HILO » State officials are set to consider whether an emergency quarantine put into effect last summer to prevent the spread of a fungus that has destroyed thousands of acres of the Big Island’s native forests should be a permanent rule.

The quarantine prohibits transport of ohia from the island as the state continues battling the disease known as rapid ohia death. The Hawaii Board of Agriculture will vote today on a proposal that would “designate the island of Hawaii as a rapid ohia death infested area” and make the ban permanent, according to the board’s agenda.

Under the proposal, transporting ohia “flowers, leaves, seeds, stems, twigs, cuttings, wood, logs, mulch, green waste, frass and soil” from the Big Island would be prohibited except in cases where the Department of Agriculture has issued a permit. Interisland transport would not be impacted, The Hawaii Tribune-Herald reported.

J.B. Friday, extension forester with the University of Hawaii, said the quarantine serves as an effective tool for slowing rapid ohia death’s spread, especially relating to the transport of ohia wood.

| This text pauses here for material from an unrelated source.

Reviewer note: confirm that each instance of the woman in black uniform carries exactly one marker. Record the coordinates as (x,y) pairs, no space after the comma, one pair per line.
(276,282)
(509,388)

“In terms of the likelihood of something moving the disease, wood is really it because this fungus is in the sapwood,” Friday said. “That’s a really risky thing to move.”

The fungus was first discovered in 2010 and has since affected more than 36,000 acres of ohia trees.

The emergency yearlong quarantine rule gave “agencies time to determine possible needs,” said Christy Martin of the Oahu-based Coordinating Group on Alien and Pest Species. Public outreach has played a major role in the fight against the disease, she said.